I have multi-FASTA file containing more than 10 000 fasta sequences resulted from Next Generation Sequencing and I want to do pairwise alignment of each sequence to each sequence inside the file and store all the results in the same new file in order to perform clustering analysis after.
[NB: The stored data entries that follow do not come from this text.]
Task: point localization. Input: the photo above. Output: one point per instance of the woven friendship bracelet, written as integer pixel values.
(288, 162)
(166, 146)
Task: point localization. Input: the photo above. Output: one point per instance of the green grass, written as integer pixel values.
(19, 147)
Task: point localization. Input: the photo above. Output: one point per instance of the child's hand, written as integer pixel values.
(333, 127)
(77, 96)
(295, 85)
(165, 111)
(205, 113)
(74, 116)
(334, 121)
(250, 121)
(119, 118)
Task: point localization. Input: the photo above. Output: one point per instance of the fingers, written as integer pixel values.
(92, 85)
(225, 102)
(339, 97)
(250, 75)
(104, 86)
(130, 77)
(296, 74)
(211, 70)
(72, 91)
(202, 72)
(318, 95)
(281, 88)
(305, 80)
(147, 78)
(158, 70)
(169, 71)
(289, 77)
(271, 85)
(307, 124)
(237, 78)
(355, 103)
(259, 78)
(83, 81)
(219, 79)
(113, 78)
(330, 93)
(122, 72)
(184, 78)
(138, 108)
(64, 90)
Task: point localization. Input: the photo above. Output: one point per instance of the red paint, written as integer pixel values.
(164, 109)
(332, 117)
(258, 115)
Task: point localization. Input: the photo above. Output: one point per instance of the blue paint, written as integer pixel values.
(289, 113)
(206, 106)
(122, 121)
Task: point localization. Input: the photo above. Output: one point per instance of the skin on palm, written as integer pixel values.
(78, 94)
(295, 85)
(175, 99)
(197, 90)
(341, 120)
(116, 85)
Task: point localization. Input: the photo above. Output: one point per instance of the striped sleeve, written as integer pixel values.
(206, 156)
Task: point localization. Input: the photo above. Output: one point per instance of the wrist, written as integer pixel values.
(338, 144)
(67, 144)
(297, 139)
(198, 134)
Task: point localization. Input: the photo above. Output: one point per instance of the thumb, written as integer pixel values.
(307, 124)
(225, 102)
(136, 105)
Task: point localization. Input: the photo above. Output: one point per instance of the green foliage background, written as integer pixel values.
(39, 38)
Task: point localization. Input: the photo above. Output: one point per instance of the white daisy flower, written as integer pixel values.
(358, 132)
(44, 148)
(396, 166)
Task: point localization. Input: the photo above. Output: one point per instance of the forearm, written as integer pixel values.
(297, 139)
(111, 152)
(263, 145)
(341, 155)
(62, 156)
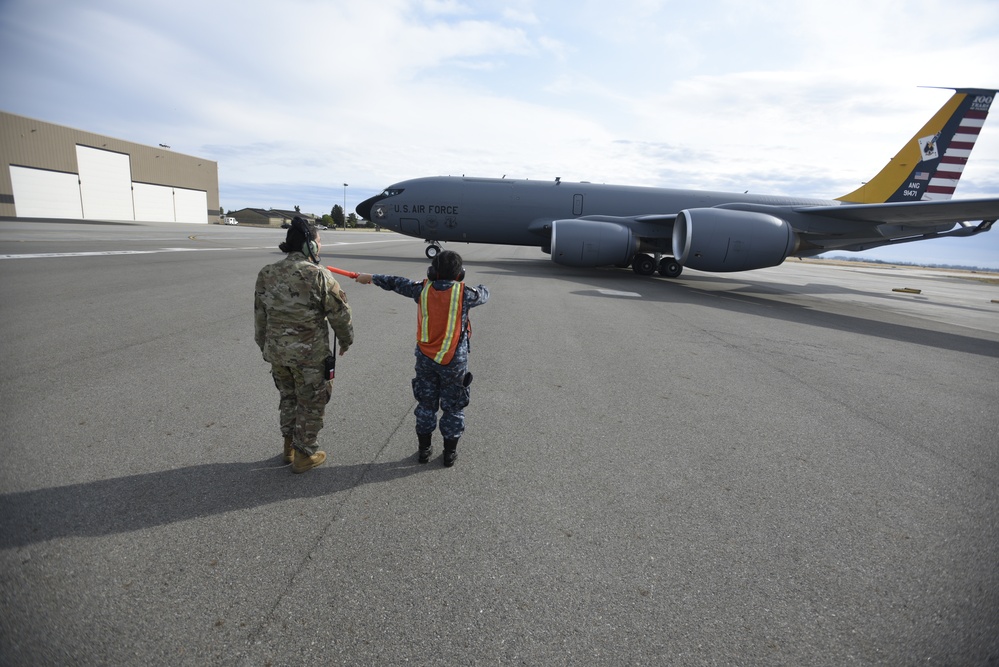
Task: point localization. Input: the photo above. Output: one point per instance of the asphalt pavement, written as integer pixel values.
(791, 466)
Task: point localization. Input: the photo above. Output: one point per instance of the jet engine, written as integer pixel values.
(717, 239)
(591, 243)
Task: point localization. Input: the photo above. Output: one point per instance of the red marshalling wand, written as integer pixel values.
(343, 272)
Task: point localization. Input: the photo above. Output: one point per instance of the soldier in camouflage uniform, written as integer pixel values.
(443, 331)
(294, 301)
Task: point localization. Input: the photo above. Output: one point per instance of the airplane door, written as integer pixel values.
(409, 226)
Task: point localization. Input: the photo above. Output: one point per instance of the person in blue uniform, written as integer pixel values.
(442, 382)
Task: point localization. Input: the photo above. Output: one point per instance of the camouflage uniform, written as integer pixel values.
(436, 386)
(294, 300)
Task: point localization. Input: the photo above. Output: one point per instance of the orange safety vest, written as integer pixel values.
(438, 324)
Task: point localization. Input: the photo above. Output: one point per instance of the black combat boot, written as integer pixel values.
(450, 451)
(425, 450)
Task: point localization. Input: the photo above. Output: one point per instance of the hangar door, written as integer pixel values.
(40, 193)
(105, 184)
(153, 203)
(190, 205)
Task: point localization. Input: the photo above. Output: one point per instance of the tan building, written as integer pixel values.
(50, 171)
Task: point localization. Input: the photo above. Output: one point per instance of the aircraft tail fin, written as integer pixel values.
(929, 165)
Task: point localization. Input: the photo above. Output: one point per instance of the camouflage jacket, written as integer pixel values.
(294, 300)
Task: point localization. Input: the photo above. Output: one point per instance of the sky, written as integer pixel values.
(294, 99)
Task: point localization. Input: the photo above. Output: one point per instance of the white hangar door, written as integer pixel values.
(191, 205)
(40, 193)
(153, 203)
(105, 184)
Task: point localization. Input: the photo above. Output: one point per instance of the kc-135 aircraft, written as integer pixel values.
(588, 225)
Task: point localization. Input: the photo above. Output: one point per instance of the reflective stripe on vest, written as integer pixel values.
(438, 327)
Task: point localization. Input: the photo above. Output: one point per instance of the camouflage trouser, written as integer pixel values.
(304, 395)
(440, 387)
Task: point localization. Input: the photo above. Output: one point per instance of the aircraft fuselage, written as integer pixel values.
(519, 212)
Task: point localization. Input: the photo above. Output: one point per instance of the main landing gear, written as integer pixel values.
(646, 265)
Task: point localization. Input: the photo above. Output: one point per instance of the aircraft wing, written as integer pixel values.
(916, 213)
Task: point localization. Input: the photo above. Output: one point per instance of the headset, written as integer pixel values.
(308, 244)
(453, 259)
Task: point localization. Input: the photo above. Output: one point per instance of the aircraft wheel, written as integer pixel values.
(670, 268)
(643, 265)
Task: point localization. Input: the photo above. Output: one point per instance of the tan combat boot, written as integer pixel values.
(304, 462)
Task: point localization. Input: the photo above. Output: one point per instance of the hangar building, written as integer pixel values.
(51, 171)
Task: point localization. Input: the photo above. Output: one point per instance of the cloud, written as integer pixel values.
(794, 98)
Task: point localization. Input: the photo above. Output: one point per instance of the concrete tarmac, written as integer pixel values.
(781, 467)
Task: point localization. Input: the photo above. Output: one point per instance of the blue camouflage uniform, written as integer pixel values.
(439, 386)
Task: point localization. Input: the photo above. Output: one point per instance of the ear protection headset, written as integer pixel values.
(308, 244)
(434, 272)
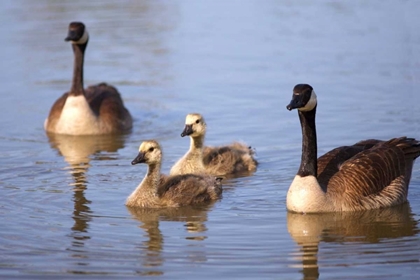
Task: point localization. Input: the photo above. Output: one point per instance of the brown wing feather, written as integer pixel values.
(329, 164)
(190, 189)
(106, 102)
(373, 178)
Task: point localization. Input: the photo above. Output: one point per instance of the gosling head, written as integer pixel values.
(149, 153)
(303, 98)
(77, 33)
(195, 125)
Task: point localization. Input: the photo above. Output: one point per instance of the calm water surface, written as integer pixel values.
(62, 210)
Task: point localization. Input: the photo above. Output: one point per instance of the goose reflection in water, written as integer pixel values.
(78, 152)
(194, 218)
(363, 227)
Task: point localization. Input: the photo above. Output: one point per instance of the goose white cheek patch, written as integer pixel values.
(311, 103)
(83, 39)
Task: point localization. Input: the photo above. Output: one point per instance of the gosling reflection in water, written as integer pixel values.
(372, 226)
(194, 218)
(78, 152)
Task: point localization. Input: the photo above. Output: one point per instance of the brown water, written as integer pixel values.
(62, 210)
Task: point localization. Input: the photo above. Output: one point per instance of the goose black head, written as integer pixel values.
(303, 98)
(77, 33)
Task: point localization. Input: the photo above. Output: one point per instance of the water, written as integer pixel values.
(62, 209)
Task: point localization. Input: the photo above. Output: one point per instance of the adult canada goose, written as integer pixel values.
(370, 174)
(236, 158)
(171, 191)
(97, 110)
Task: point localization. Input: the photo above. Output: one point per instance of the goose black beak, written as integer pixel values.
(139, 159)
(296, 102)
(187, 130)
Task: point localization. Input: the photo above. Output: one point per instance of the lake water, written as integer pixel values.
(62, 210)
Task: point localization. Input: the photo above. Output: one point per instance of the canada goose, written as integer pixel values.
(171, 191)
(97, 110)
(236, 158)
(370, 174)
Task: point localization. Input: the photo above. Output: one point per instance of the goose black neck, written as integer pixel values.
(308, 165)
(77, 83)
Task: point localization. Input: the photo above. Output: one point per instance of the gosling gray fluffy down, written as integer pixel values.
(234, 159)
(157, 191)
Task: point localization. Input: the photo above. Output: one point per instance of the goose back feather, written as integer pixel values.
(97, 110)
(370, 174)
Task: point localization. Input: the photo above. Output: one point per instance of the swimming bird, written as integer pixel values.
(170, 191)
(97, 110)
(233, 159)
(370, 174)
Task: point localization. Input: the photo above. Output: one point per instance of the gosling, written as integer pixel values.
(156, 191)
(232, 160)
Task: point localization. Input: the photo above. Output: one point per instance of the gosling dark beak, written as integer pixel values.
(296, 102)
(187, 130)
(139, 159)
(72, 36)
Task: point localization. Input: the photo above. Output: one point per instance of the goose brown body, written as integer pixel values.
(234, 159)
(370, 174)
(157, 191)
(98, 109)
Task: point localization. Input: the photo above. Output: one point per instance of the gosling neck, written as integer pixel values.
(151, 180)
(77, 82)
(308, 165)
(196, 145)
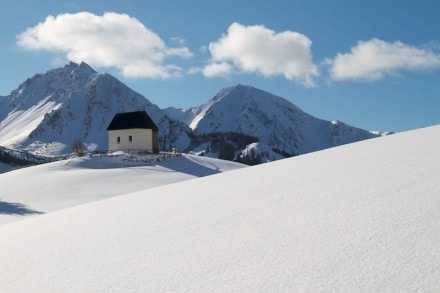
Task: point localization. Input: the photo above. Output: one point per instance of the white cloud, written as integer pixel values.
(373, 59)
(217, 70)
(260, 50)
(110, 40)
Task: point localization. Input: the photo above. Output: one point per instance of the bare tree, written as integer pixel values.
(79, 148)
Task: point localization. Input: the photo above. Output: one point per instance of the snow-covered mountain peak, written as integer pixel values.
(49, 111)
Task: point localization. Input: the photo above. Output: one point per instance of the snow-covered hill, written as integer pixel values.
(273, 120)
(45, 188)
(49, 112)
(363, 217)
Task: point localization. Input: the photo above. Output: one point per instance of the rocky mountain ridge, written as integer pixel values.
(49, 112)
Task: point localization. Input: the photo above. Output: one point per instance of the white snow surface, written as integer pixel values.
(363, 217)
(45, 188)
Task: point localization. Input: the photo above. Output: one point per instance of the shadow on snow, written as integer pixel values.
(11, 208)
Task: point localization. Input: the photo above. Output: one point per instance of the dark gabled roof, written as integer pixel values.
(130, 120)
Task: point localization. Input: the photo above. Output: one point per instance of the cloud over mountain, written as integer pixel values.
(373, 59)
(260, 50)
(111, 40)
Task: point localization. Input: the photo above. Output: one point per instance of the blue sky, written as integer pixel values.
(371, 64)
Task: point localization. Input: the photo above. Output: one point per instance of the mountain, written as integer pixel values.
(49, 112)
(272, 120)
(363, 217)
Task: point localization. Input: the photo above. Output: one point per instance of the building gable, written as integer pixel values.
(132, 120)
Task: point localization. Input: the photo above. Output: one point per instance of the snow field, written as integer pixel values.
(362, 217)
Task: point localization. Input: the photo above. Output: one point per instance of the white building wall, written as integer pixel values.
(142, 139)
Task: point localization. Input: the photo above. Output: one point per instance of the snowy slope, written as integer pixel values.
(362, 217)
(50, 111)
(273, 120)
(5, 167)
(53, 186)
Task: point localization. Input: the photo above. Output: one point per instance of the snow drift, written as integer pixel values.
(49, 187)
(362, 217)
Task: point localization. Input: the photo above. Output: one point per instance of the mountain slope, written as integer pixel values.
(360, 217)
(49, 112)
(273, 120)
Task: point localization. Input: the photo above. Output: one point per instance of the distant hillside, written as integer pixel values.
(49, 112)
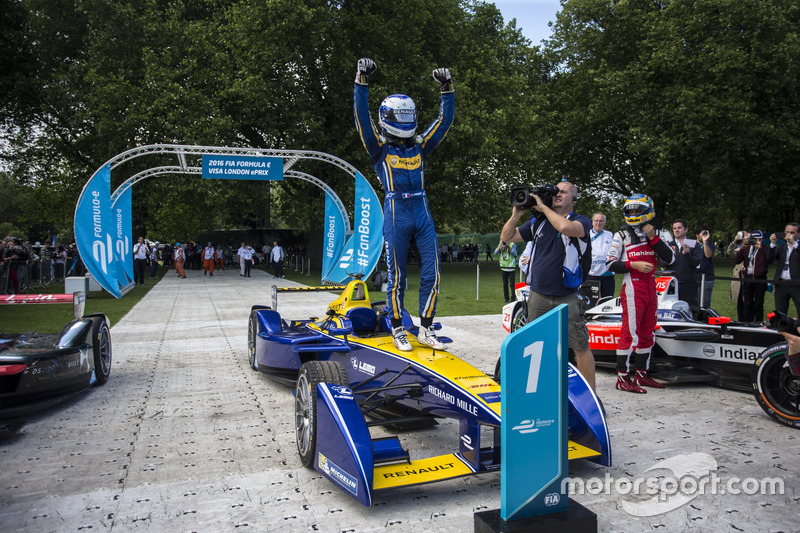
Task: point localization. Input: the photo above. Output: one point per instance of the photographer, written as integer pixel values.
(755, 262)
(706, 266)
(546, 267)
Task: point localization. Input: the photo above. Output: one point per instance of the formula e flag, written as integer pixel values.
(123, 239)
(94, 230)
(333, 240)
(363, 248)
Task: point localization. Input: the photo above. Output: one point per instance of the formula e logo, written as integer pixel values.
(361, 366)
(532, 426)
(527, 426)
(342, 391)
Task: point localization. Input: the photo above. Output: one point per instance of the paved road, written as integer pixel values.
(186, 437)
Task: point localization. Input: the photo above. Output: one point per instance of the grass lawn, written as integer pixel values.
(466, 289)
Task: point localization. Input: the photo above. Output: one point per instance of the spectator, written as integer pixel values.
(635, 253)
(787, 274)
(755, 261)
(601, 243)
(209, 259)
(140, 253)
(706, 266)
(277, 257)
(248, 260)
(155, 255)
(179, 258)
(687, 257)
(508, 266)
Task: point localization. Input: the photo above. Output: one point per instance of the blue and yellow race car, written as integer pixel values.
(349, 377)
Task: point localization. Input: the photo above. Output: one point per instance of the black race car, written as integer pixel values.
(39, 370)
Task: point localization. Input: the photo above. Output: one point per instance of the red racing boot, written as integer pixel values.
(624, 382)
(643, 380)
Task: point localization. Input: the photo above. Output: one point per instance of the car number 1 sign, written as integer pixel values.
(534, 411)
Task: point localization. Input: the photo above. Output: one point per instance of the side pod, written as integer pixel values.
(587, 423)
(344, 445)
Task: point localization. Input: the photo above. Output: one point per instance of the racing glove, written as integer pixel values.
(442, 75)
(364, 68)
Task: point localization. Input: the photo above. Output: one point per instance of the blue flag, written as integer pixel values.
(94, 230)
(363, 248)
(123, 238)
(333, 240)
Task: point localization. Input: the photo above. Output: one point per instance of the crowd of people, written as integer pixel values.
(636, 252)
(208, 258)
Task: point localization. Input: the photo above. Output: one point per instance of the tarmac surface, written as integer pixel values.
(186, 437)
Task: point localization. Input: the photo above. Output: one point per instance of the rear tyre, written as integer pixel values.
(776, 389)
(101, 347)
(252, 334)
(305, 403)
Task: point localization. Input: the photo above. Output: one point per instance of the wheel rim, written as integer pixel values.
(519, 320)
(104, 344)
(302, 411)
(780, 389)
(251, 342)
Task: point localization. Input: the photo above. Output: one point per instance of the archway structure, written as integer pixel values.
(103, 220)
Example of FASTA sequence and my code for performing pairwise sequence alignment with python is written below.
FASTA sequence
>m180921_230442_42149_c101464342550000001823297908121882_s1_X0/538/ccs
AGAAGCCACTCATCCATCCAGGCAGGAAGACTCTTAGGATCCTGACTTTCTCCTGGTCCCCACATCCCCT
AAACCGAGGAAGGGGTCCAGCAGGGTCCGAGTCCCTGAAGCAAGGATTCTCCGTGGTCGTGTCCCCACAG
Please disregard the first line as it contains description summary of the sequence.
My code
from Bio import pairwise2
from Bio.pairwise2 import format_alignment
X = "ACGGGT"
Y = "ACG"
#match score = 2, mismatch score = -1, gap opening = -5, gap extension = -2
alignments = pairwise2.align.globalms(X, Y, 2, -1, -5, -2)
for a in alignments:
print(format_alignment(*a))
The problem
I am wondering how can I modify it to loop over whole multi-FASTA file rather than just a code sequence. Also: How do I efficiently store the results as needed.